30 MARCH 1956, Page 3

SACRIFICE

0 NE of the strongest objections of Victorian rationalists to the Christian religion was its alleged morbid emphasis on the idea of sacrifice. This objection, it must be admitted, gained some force from the preoccupation of Victorian Evangelicals with the minute contemplation of the sufferings of the Cross. It was easy, and not patently unfair, to represent the Christian religion as resting on the primitive conception of a jealous God demanding the propitiation of human sacrifice. It was easy to portray, as Samuel Butler did, the effects which this obsession produced on human behaviour, a yearning for self-immolation finding its practical outlet in hypocrisy and brutality towards others.

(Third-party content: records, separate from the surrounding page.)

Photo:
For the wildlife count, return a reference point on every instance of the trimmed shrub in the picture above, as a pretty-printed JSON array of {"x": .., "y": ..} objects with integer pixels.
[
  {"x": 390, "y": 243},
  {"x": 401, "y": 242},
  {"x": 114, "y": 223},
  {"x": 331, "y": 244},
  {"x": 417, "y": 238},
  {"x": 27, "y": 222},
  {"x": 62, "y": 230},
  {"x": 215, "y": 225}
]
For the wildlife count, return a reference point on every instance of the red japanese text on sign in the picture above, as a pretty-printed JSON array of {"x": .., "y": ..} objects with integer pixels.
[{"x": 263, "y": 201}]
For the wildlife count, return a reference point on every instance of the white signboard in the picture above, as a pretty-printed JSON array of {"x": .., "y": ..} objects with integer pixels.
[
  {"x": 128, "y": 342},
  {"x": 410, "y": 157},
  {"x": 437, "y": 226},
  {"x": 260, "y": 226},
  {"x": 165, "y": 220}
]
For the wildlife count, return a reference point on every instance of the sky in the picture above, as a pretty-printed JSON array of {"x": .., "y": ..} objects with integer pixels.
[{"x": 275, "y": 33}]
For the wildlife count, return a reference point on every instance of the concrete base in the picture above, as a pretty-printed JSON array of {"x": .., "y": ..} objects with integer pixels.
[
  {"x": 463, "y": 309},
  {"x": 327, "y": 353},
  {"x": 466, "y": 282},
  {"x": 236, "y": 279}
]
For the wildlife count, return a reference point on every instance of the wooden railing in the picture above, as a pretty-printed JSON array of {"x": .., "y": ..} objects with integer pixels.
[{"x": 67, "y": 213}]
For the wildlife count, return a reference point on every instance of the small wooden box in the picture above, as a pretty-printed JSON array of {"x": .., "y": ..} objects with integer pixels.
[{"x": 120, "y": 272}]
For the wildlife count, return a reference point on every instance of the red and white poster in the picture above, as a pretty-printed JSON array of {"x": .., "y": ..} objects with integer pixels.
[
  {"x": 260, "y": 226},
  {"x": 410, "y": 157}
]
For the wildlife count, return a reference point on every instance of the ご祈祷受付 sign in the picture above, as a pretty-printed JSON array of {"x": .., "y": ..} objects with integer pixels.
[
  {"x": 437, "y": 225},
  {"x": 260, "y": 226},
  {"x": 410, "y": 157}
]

Today, this line of criticism against Christianity appears Particularly out of date. In part, the cause is undoubtedly the development of more sophisticated forms of piety, Whether Protestant or Catholic, which present the sacrificial element in the Christian faith in terms which are more accept- able to the modern mind. This explanation, however, can only be partial. Nothing can change the historical facts which Good Friday commemorates, and, by ordinary human standards alone, the crucifixion was a particularly horrible event. There are two overwhelming reasons why it is no longer possible for rationalists to refuse to believe in it on this ground : the first, and most significant from the point of view of the historian of ideas in the twentieth century, is the realisation that a great deal of human history, indeed the greater part of it, is by the standards of Victorian liberalism particularly horrible. Considered as a summary of human sin, and as the reaction of mankind when confronted with perfect goodness embodied in a human being, the crucifixion no longer seems to imply an unduly pessimistic view of human nature. Common experience, particularly of the collective behaviour of mobs and nations, makes the account seem vividly probable.

* * * The second, and more fundamental, reason why the cruci- fixion, in its doctrinal implications, is less outrageous to civilised minds than it was, say, in 1890, is the rebirth of theology. The central point is now clearly grasped that what matters about the sufferings of the Cross is not primarily their Physical intensity but the fact that they were endured by God. For this reason, they can be more easily seen as a measure ,, not only of human wickedness, which has become more credible, but of divine forgiveness, the need for which has Come to be more intensely realised. The promise, of a source of help outside history, of something which transcends the laws of probability pointing, as they do, towards disaster, is the aspect of the Christian faith most attractive to the contempo- rary mind.

Ironically, the sort of criticism, which was urged in the nineteenth century against the effects of the Christian view of sacrifice on behaviour, can now be employed much more effectively against the various secular idealisms. Samuel Butler, if he were alive today, would find his best targets among the surviving freethinkers. The notion that there is no help to be looked for outside history, that man is the maker of his own destiny, and that he must depend on his own efforts to rescue himself from the conditions which his folly has created, is now the main source of whatever puritanism sur- vives in the world. It is the source, in particular, of the new hypocrisy so brilliantly analysed by Dr. Niebuhr—the habit of finding an outlet for egotism in the advocacy of large public causes. Closely connected with this is the revolutionary belief in the virtues of sacrificing the present and the immediate future for the sake of posterity. It would seem that the idea of sacrifice has a strong psychological appeal and that when one excuse for it has been removed another will be found. It would seem also that the willingness to endure suffering for great causes is usually accompanied by at least an equal will- ingness to inflict it.

This recurring passion for • sacrifice is a fact. Christian theology explains it as the involuntary recognition of the debt which man owes to God and which by his own actions he has incurred. It immediately adds that God has himself assumed this debt and, though its purely temporal consequences remain, has given men, if they choose to accept it, the strength to bear and redress them. The claim may still be dismissed as incredible, but its effects on human behaviour will be strik- ingly different from those of secular puritanism. To Christians, the crucifixion is a source of hope, not merely a call to effort; it demands an act of acceptance rather than merely a resolu- tion to endure and conquer.

To attempt to purge Christianity of its sacrificial ingredients is an undertaking on which even the most liberal theologians will not now embark. It is theology alone that makes the events of Good Friday and Easter Day comprehensible, but, in this as in other respects. Christianity is humane in exact proportion as it is theological.